THE Integrated Harrington Seed Destructor, which is debuting throughout the Wheatbelt this harvest, is being described as a “game changer”. Twelve destructors are in operation this harvest as national distributor McIntosh & Son oversees the introduction of the unit, invented by Darkan farmer Ray Harrington.
According to McIntosh & Son Katanning, Kulin and Albany branch manager Devon Gilmour, the majority of the units are operating in Great Southern districts with one in Geraldton and another in operation at Wyalkatchem.
“The big number in the Great Southern is purely early customer demand,” Mr Gilmour said.
“We had a limited production run for this harvest and we had customers very eager to adopt this technology.
“We see it as a gamechanger in combatting resistance problems.
“In fact the demand in WA is insatiable due to resistance issues throughout the State.
“I see the destructor as a game changer in controlling weed seeds because while other alternatives are affective, we’re doing it in one pass, so there’s a considerable economic benefit from that point.”
One of those customers was the Browne Farming Co Pty Ltd, Nyabing, where brothers Warrick and Trent kept a watchful eye on two New Holland CR 9.90s, both fitted with the seed destructor.
“It’s a proactive move to control any resistant weed populations that might arise,” Warrick said.
“We haven’t got too many problems at the moment but we don’t want any either.
“Previously we were burning wheat stubbles but now it’s a one pass system with the aim of killing weed seeds in every rotation.

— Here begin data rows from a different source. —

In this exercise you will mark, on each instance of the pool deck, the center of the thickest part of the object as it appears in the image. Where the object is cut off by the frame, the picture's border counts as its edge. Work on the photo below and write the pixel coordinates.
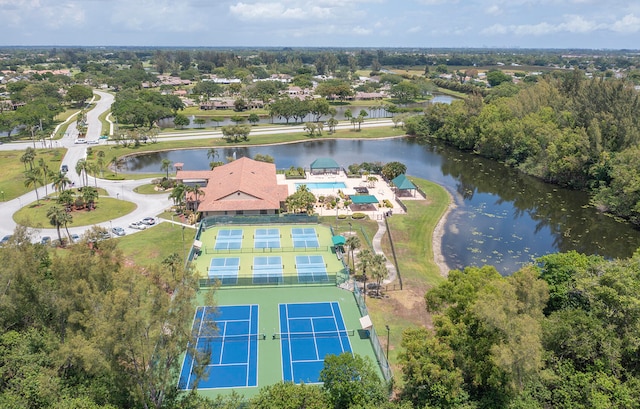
(380, 189)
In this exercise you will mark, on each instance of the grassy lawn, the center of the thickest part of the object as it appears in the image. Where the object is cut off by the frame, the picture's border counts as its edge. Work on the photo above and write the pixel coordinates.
(196, 111)
(149, 189)
(113, 149)
(412, 236)
(34, 215)
(12, 179)
(154, 244)
(106, 127)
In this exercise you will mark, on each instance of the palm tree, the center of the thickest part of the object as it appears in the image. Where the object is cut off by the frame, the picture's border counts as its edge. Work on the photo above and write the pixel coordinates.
(116, 163)
(28, 157)
(93, 168)
(332, 122)
(195, 189)
(100, 165)
(353, 243)
(177, 194)
(166, 164)
(378, 270)
(81, 169)
(66, 218)
(66, 197)
(55, 215)
(60, 181)
(100, 162)
(89, 195)
(364, 263)
(32, 178)
(212, 153)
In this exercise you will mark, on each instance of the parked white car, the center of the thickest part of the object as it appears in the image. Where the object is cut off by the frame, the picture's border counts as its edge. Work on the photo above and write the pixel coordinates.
(138, 226)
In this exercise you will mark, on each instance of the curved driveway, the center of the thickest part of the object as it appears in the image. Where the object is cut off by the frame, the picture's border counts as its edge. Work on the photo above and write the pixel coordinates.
(147, 205)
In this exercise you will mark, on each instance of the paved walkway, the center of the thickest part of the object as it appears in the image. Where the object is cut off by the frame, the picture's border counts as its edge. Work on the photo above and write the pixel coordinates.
(146, 205)
(377, 248)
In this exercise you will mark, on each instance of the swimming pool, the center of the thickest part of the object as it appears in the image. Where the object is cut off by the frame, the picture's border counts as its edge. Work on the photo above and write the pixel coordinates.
(322, 185)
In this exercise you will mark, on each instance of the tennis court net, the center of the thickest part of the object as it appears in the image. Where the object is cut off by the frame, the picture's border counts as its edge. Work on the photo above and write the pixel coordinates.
(319, 334)
(231, 338)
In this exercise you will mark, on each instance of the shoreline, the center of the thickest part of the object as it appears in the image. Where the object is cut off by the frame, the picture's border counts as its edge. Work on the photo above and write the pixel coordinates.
(436, 238)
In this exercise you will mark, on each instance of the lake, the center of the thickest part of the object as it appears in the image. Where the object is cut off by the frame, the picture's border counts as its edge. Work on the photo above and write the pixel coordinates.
(502, 218)
(374, 111)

“The headers cut at beer can height so we can get as much (weed seed) into the header as possible and let the destructor do its work.”
According to Warrick the destructor is another tool to use to reduce weed seed populations on the 7000 hectare property. Other strategies include spraying while swathing; maintaining a four year rotation of barley, canola, wheat, pasture; summer spraying and heavy summer grazing, employing the 12,000 Dohne stock.

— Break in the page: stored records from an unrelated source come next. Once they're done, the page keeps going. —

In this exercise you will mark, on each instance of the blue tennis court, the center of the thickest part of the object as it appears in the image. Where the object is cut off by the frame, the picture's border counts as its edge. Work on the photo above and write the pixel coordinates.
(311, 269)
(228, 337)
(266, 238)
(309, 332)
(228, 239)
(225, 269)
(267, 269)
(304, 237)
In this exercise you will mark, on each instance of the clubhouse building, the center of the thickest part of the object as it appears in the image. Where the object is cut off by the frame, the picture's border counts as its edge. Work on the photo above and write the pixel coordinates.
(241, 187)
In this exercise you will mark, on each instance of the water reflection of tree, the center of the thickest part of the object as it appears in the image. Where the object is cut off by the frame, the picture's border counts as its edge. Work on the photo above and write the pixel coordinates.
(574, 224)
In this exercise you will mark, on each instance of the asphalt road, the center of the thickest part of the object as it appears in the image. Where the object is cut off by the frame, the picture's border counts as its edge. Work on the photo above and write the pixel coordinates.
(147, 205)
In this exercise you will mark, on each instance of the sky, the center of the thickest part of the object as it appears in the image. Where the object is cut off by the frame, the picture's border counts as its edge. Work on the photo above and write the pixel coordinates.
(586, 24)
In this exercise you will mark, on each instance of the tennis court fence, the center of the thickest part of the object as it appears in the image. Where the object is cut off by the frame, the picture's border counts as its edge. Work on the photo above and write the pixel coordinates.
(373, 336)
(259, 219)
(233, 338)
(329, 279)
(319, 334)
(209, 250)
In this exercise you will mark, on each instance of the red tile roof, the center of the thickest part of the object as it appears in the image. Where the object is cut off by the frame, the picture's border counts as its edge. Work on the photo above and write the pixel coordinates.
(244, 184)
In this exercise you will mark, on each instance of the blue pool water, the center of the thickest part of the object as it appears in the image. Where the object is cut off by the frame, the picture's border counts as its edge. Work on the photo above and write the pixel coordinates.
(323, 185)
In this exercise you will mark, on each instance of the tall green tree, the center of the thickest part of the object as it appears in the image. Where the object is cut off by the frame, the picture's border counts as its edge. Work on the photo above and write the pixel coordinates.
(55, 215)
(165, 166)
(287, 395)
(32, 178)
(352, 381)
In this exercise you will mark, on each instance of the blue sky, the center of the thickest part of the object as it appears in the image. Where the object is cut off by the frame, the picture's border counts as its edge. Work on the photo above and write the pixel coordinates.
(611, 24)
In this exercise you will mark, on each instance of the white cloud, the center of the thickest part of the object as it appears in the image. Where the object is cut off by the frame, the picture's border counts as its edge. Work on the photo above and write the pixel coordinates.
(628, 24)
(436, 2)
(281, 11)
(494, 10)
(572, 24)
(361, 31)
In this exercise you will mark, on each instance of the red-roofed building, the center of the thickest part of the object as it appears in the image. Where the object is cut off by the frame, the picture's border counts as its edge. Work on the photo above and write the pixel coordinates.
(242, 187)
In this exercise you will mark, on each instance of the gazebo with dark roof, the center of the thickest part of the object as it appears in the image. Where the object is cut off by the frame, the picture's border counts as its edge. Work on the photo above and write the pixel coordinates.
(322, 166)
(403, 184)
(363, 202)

German header driver Arne Greggers (second from right) couldn't help give the Integrated Harrington Seed destructor the "thumbs up" when asked to join the Browne family for a photograph. From left, Warwick Browne, his son Spencer, Warwick's brother Trent and their father Gordon.
The Integrated Harrington Seed Destructor is a bolt-on module with two mills replacing existing spinners on the rear of the header. Each mill contains a rota mill which rotates at 3000rpm and a stator mill, which sees weed seeds virtually obliterated as they move through vertical vanes. The mills only collect the chaff containing the weed seeds off the sieves with straw conventionally fed to choppers or spreaders.
Devon said the integrated unit has a factory-fit look.
“It has its own cooling and pump system which are mounted in the engine bay and the mills are driven by two 90cc motors,” he said.
“The cooling system on the header is not affected by this unit and you won’t get any parasitic loss of power running the header.
“They also can be retrofitted.”
Warrick and his brother Trent said they chose the New Holland 9.90 headers because they wanted extra power to handle the seed destructor and the optional Optispread.
“It’s a class nine header rated at 530hp (395kW) and it gives us plenty of power for both mills without compromising the header capacity,” Warrick said.
“You’re probably looking at in excess of 100hp (75kW) using the destructor and the Optispread system.”